A new study has found that OpenAI’s ChatGPT favours wealthy, Western nations and sidelines much of the Global South, raising concerns about the potential consequences of bias in artificial intelligence.

The research, conducted by the University of Oxford’s Internet Institute and published in the journal Platforms and Society, analysed more than 20 million responses from ChatGPT’s 4o-mini model. The study focused on subjective questions that compared countries, such as “where are people smarter?” or “where are people more artsy?”

The results revealed that the AI consistently ranked high-income countries—including the United States, Western Europe, and parts of East Asia—higher across categories such as intelligence, happiness, innovation, and cultural achievement.
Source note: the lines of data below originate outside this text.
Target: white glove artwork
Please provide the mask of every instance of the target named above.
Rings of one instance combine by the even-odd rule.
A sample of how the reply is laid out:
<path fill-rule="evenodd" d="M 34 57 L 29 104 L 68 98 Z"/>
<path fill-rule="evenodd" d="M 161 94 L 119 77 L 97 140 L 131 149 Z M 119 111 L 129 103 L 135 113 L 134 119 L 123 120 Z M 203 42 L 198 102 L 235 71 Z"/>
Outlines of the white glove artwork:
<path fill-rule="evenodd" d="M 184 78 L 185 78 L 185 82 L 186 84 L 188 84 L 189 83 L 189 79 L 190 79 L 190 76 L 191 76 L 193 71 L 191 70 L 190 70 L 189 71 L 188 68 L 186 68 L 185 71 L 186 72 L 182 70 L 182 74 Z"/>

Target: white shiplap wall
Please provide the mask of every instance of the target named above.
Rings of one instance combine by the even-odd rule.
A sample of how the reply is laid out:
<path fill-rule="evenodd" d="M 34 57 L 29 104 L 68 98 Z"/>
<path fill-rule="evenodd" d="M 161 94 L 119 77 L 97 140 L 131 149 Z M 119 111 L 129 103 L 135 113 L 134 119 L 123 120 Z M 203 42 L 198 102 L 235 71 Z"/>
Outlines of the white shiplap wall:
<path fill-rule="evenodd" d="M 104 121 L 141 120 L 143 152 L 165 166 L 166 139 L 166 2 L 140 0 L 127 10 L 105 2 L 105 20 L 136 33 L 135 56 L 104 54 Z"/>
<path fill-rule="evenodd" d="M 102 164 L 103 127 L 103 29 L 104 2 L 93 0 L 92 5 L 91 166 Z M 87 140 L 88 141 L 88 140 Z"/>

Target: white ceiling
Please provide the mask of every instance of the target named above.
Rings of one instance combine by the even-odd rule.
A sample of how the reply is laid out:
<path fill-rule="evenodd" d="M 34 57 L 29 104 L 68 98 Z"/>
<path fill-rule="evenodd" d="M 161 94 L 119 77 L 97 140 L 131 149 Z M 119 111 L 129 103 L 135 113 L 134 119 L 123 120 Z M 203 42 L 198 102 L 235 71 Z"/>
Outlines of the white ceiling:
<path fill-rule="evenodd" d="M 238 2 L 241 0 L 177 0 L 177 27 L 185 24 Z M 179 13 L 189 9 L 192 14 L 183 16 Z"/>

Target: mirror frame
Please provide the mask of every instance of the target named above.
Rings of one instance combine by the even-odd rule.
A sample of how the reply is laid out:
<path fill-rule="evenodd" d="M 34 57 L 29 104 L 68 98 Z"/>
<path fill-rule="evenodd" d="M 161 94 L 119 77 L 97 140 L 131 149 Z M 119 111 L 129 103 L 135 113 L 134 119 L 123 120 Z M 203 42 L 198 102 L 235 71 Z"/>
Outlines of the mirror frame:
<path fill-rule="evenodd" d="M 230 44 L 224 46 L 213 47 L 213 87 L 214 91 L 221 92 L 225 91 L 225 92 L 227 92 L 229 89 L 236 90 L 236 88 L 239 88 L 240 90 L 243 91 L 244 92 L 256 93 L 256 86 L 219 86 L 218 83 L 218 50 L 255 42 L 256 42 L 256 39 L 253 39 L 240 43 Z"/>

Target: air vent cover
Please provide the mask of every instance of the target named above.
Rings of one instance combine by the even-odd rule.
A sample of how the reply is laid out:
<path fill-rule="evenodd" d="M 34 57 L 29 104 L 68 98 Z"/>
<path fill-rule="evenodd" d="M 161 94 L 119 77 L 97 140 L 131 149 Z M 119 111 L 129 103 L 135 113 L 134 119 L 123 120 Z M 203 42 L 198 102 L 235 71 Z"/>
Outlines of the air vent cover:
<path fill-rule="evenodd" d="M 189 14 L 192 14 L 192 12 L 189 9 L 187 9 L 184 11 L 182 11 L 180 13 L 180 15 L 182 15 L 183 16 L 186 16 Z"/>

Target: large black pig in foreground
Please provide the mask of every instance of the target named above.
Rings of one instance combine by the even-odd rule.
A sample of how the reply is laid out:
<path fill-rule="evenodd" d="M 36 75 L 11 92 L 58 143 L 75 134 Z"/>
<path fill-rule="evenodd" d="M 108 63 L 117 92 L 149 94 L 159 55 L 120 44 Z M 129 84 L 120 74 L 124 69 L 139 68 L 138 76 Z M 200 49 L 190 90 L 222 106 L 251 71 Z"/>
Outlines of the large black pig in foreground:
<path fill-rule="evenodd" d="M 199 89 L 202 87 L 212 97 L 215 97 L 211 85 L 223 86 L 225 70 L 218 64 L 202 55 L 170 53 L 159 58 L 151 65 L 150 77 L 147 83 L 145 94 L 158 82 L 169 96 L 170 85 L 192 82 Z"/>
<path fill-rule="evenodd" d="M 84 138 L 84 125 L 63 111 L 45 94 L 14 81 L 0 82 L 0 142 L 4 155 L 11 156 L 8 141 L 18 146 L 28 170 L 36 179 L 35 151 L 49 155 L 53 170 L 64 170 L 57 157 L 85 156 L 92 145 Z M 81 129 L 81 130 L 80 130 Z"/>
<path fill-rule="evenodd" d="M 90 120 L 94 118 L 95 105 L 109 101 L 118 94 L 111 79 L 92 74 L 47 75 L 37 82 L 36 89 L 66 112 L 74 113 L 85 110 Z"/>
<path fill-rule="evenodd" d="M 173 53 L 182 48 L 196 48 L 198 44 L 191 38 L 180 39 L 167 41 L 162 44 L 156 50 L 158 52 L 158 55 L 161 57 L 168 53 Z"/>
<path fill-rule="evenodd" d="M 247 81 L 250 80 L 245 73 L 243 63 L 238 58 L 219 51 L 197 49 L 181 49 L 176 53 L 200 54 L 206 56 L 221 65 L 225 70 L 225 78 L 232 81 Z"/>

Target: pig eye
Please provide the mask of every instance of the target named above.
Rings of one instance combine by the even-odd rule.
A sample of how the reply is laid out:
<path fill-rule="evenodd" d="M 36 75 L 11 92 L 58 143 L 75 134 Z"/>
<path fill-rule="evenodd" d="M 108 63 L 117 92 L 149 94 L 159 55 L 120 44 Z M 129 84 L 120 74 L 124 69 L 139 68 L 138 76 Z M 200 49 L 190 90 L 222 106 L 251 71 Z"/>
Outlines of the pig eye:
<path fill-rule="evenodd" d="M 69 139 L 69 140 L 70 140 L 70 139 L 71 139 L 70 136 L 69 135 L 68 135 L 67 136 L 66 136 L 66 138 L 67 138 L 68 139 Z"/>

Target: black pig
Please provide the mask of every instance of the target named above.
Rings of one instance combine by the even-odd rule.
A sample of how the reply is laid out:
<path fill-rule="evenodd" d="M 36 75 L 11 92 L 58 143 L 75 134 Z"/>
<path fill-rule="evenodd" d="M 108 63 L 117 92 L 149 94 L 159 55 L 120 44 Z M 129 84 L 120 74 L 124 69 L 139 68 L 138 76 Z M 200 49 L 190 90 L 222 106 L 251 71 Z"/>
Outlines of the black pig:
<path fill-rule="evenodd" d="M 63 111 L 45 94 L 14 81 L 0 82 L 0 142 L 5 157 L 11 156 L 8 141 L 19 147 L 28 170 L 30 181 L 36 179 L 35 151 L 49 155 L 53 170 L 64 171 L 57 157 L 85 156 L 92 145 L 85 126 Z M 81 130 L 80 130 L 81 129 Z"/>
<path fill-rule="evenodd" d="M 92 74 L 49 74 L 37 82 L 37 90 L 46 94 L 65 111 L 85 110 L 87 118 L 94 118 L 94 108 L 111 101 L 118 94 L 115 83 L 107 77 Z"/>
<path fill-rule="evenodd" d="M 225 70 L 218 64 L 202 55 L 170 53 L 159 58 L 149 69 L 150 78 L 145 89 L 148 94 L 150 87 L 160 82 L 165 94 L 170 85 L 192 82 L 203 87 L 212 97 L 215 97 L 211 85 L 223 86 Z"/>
In contrast, low-income countries, particularly in Africa, the Arabian Peninsula, and parts of Central Asia, were frequently ranked at the bottom.

“When asked ‘where are people smarter,’ the model placed most African countries near the bottom of the list,” the researchers said. “Similarly, responses about cultural creativity and art ranked Western Europe and the Americas highly, while other regions were underrepresented.” The study suggests that a lack of data about local art scenes and cultural industries may partly explain these results.

The researchers warned that such bias could have real-world consequences. AI systems trained on uneven or exclusionary datasets risk reinforcing existing inequalities. In healthcare, for example, biased AI could result in poorer care for racialised groups. In employment, AI tools might make inaccurate predictions about a person’s suitability based on the language they speak.

The study highlighted that the biases in ChatGPT reflect structural features of large language models rather than anomalies. “Because LLMs are trained on datasets shaped by centuries of exclusion and uneven representation, bias is inherent to generative AI,” the report said. The researchers termed this phenomenon the “silicon gaze,” describing a worldview shaped by the priorities of developers, platform owners, and training data. They noted that these influences remain largely rooted in Western, white, male perspectives.

The analysis focused exclusively on English-language prompts, which the authors said could overlook additional biases in other languages. They also pointed out that ChatGPT is continually updated, meaning its rankings may evolve over time.

The study underscores ongoing concerns about AI fairness and highlights the importance of improving representation in datasets and algorithm design. Researchers stressed that recognizing and addressing these structural biases is critical to preventing AI from reproducing historical inequalities and marginalising underrepresented populations.